Source: Teachers and Teaching: theory and practice, Vol. 20, No. 2, 113–135, 2014
(Reviewed by the Portal Team)
In this study, the authors explore how pre-service teachers who were introduced to a framework for analyzing teaching in a video-based teacher education course. The authors drew on this tool to analyze their own practice after the conclusion of the course.
Methods
The authors used research-based frameworks on teaching. They conceptualized the framework as a conceptual tool that scaffolds pre-service teachers to learn to attend to particular dimensions of teaching and learning and to analyze how their teaching influences student learning. They used the Portfolio Assessment for California Teachers-Teaching Event of 14 English language arts pre-service teachers.
Discussion
The findings reveal that providing pre-service teachers with tools to analyze teaching can support them in learning to systematically study teaching and learning.

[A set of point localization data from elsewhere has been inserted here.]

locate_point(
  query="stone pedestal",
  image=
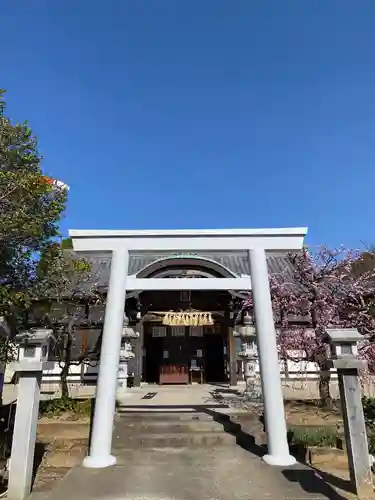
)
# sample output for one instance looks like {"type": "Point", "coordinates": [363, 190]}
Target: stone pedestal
{"type": "Point", "coordinates": [122, 379]}
{"type": "Point", "coordinates": [24, 434]}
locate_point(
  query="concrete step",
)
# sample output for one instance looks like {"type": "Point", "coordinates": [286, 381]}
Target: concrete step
{"type": "Point", "coordinates": [175, 440]}
{"type": "Point", "coordinates": [176, 427]}
{"type": "Point", "coordinates": [123, 412]}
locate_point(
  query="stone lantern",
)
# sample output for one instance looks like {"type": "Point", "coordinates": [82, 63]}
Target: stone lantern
{"type": "Point", "coordinates": [126, 353]}
{"type": "Point", "coordinates": [249, 355]}
{"type": "Point", "coordinates": [342, 344]}
{"type": "Point", "coordinates": [342, 355]}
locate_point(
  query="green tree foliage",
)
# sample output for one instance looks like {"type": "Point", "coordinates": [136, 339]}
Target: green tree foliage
{"type": "Point", "coordinates": [65, 286]}
{"type": "Point", "coordinates": [30, 210]}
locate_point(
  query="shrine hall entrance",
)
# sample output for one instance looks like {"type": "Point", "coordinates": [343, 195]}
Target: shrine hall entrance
{"type": "Point", "coordinates": [184, 354]}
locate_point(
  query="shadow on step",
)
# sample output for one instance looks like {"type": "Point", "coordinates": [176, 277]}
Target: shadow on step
{"type": "Point", "coordinates": [243, 439]}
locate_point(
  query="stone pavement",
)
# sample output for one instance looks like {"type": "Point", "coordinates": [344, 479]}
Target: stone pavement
{"type": "Point", "coordinates": [185, 474]}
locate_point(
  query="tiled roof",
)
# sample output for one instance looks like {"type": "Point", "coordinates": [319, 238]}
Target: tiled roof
{"type": "Point", "coordinates": [236, 262]}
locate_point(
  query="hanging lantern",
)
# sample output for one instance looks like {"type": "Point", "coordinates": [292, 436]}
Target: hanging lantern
{"type": "Point", "coordinates": [191, 318]}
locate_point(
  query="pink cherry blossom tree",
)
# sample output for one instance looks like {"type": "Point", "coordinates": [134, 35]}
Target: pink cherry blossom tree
{"type": "Point", "coordinates": [328, 288]}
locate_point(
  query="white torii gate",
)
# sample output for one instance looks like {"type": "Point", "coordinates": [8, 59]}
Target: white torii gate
{"type": "Point", "coordinates": [256, 242]}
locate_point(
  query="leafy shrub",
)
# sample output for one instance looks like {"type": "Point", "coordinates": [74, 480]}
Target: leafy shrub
{"type": "Point", "coordinates": [75, 408]}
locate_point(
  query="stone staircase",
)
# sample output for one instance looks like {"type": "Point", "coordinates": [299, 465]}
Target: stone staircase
{"type": "Point", "coordinates": [193, 430]}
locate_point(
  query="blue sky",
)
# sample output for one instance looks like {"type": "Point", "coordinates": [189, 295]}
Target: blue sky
{"type": "Point", "coordinates": [201, 113]}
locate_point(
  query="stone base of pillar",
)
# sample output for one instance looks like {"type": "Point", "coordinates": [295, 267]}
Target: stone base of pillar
{"type": "Point", "coordinates": [100, 462]}
{"type": "Point", "coordinates": [280, 461]}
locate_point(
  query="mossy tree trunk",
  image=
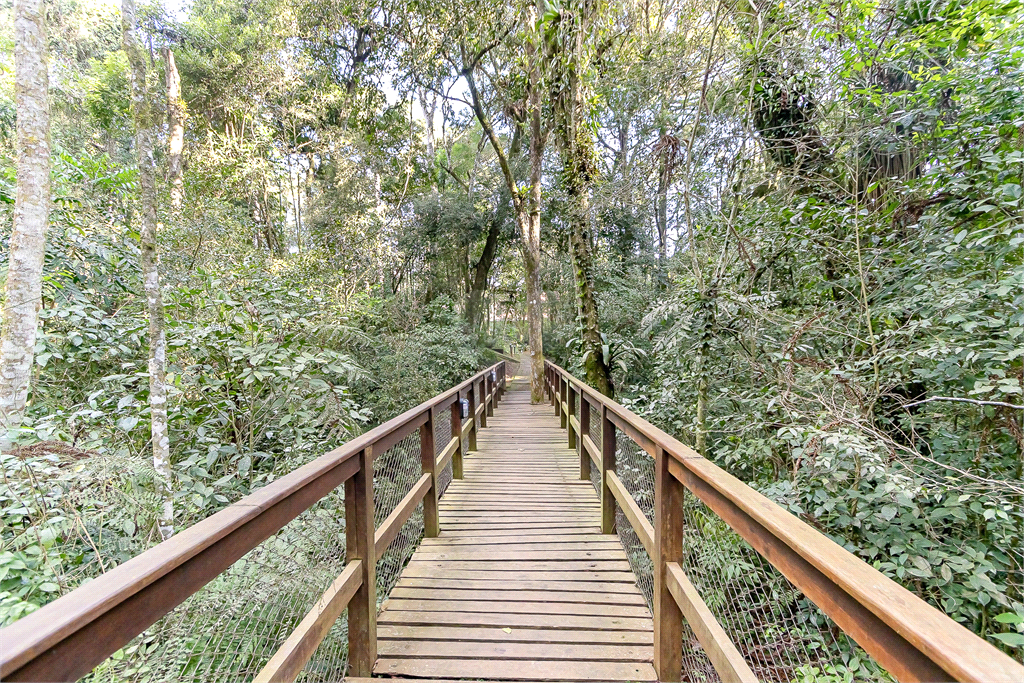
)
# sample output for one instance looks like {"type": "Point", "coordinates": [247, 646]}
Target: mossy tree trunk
{"type": "Point", "coordinates": [32, 206]}
{"type": "Point", "coordinates": [145, 128]}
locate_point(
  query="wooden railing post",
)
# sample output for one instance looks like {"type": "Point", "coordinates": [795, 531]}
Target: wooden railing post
{"type": "Point", "coordinates": [563, 390]}
{"type": "Point", "coordinates": [428, 457]}
{"type": "Point", "coordinates": [457, 432]}
{"type": "Point", "coordinates": [607, 465]}
{"type": "Point", "coordinates": [669, 544]}
{"type": "Point", "coordinates": [556, 390]}
{"type": "Point", "coordinates": [570, 402]}
{"type": "Point", "coordinates": [359, 546]}
{"type": "Point", "coordinates": [471, 396]}
{"type": "Point", "coordinates": [483, 400]}
{"type": "Point", "coordinates": [491, 379]}
{"type": "Point", "coordinates": [584, 429]}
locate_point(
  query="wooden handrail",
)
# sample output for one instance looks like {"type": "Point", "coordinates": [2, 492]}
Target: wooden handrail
{"type": "Point", "coordinates": [911, 639]}
{"type": "Point", "coordinates": [291, 658]}
{"type": "Point", "coordinates": [66, 639]}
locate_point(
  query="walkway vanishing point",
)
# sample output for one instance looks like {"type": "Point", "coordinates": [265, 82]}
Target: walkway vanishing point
{"type": "Point", "coordinates": [487, 539]}
{"type": "Point", "coordinates": [521, 582]}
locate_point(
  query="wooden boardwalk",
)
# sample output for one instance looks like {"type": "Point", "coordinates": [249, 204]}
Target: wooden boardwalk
{"type": "Point", "coordinates": [521, 584]}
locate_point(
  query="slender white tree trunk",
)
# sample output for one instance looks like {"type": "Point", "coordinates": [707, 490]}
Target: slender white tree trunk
{"type": "Point", "coordinates": [176, 121]}
{"type": "Point", "coordinates": [32, 208]}
{"type": "Point", "coordinates": [145, 125]}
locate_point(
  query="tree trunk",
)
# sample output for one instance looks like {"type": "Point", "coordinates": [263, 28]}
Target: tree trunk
{"type": "Point", "coordinates": [145, 125]}
{"type": "Point", "coordinates": [569, 104]}
{"type": "Point", "coordinates": [526, 205]}
{"type": "Point", "coordinates": [530, 228]}
{"type": "Point", "coordinates": [32, 207]}
{"type": "Point", "coordinates": [481, 270]}
{"type": "Point", "coordinates": [595, 365]}
{"type": "Point", "coordinates": [176, 122]}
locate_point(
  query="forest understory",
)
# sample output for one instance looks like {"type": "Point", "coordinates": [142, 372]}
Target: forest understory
{"type": "Point", "coordinates": [236, 235]}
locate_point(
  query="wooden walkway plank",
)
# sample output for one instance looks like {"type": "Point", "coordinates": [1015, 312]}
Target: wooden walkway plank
{"type": "Point", "coordinates": [520, 584]}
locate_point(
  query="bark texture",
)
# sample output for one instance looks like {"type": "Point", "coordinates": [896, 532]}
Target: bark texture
{"type": "Point", "coordinates": [176, 121]}
{"type": "Point", "coordinates": [531, 231]}
{"type": "Point", "coordinates": [145, 126]}
{"type": "Point", "coordinates": [570, 108]}
{"type": "Point", "coordinates": [32, 207]}
{"type": "Point", "coordinates": [525, 202]}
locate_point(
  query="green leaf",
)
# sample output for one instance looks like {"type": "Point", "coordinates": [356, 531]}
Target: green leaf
{"type": "Point", "coordinates": [1012, 639]}
{"type": "Point", "coordinates": [1010, 617]}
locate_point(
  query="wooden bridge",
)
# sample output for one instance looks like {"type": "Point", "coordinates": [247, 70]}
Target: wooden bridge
{"type": "Point", "coordinates": [566, 541]}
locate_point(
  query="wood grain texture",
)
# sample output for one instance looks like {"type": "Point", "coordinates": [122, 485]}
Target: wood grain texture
{"type": "Point", "coordinates": [389, 527]}
{"type": "Point", "coordinates": [520, 584]}
{"type": "Point", "coordinates": [728, 662]}
{"type": "Point", "coordinates": [291, 658]}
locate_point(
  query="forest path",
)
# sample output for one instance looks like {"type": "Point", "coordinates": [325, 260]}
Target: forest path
{"type": "Point", "coordinates": [521, 584]}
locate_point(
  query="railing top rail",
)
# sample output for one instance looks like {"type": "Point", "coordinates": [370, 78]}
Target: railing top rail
{"type": "Point", "coordinates": [958, 651]}
{"type": "Point", "coordinates": [192, 558]}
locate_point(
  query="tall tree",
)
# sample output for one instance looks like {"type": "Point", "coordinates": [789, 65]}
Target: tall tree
{"type": "Point", "coordinates": [569, 58]}
{"type": "Point", "coordinates": [525, 200]}
{"type": "Point", "coordinates": [32, 207]}
{"type": "Point", "coordinates": [145, 128]}
{"type": "Point", "coordinates": [176, 122]}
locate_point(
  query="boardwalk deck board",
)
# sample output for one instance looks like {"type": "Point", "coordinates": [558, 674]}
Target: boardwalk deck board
{"type": "Point", "coordinates": [520, 585]}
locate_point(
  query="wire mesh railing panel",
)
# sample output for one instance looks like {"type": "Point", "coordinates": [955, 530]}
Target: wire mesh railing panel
{"type": "Point", "coordinates": [395, 472]}
{"type": "Point", "coordinates": [781, 634]}
{"type": "Point", "coordinates": [232, 626]}
{"type": "Point", "coordinates": [442, 434]}
{"type": "Point", "coordinates": [595, 436]}
{"type": "Point", "coordinates": [636, 470]}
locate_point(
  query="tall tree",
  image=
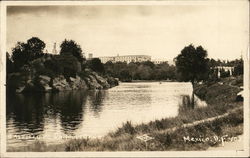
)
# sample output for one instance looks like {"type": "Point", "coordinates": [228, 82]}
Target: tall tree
{"type": "Point", "coordinates": [70, 47]}
{"type": "Point", "coordinates": [192, 65]}
{"type": "Point", "coordinates": [96, 65]}
{"type": "Point", "coordinates": [23, 53]}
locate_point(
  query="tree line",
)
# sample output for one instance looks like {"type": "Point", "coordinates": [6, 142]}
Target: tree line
{"type": "Point", "coordinates": [191, 64]}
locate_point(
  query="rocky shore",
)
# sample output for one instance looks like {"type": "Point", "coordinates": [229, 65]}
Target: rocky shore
{"type": "Point", "coordinates": [21, 83]}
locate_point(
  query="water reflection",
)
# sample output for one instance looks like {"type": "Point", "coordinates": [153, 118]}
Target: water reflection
{"type": "Point", "coordinates": [91, 113]}
{"type": "Point", "coordinates": [96, 101]}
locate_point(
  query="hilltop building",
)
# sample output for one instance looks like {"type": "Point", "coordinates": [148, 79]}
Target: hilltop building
{"type": "Point", "coordinates": [160, 61]}
{"type": "Point", "coordinates": [125, 58]}
{"type": "Point", "coordinates": [225, 68]}
{"type": "Point", "coordinates": [54, 51]}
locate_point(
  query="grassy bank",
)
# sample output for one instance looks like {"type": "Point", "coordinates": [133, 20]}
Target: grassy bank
{"type": "Point", "coordinates": [169, 133]}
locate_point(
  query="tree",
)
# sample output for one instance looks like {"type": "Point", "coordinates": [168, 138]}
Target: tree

In addition, the authors identified the ways that participants construct substantive analyses that meet this criteria.
Moreover, they identified alternative approaches participants use for analyzing practice.
These findings have implications for both research and teacher education.
The results suggest a framework for characterizing pre-service teachers’ analyses of teaching. Hence, this framework can be used to study pre-service teachers’ progress on developing conceptual tools to study practice.
Furthermore, teacher educators can use these findings to target particular dimensions for instruction.
Finally, the findings suggests that participants made progress toward this goal and that only a few demonstrated strategies that are more characteristic of novices across the four facets.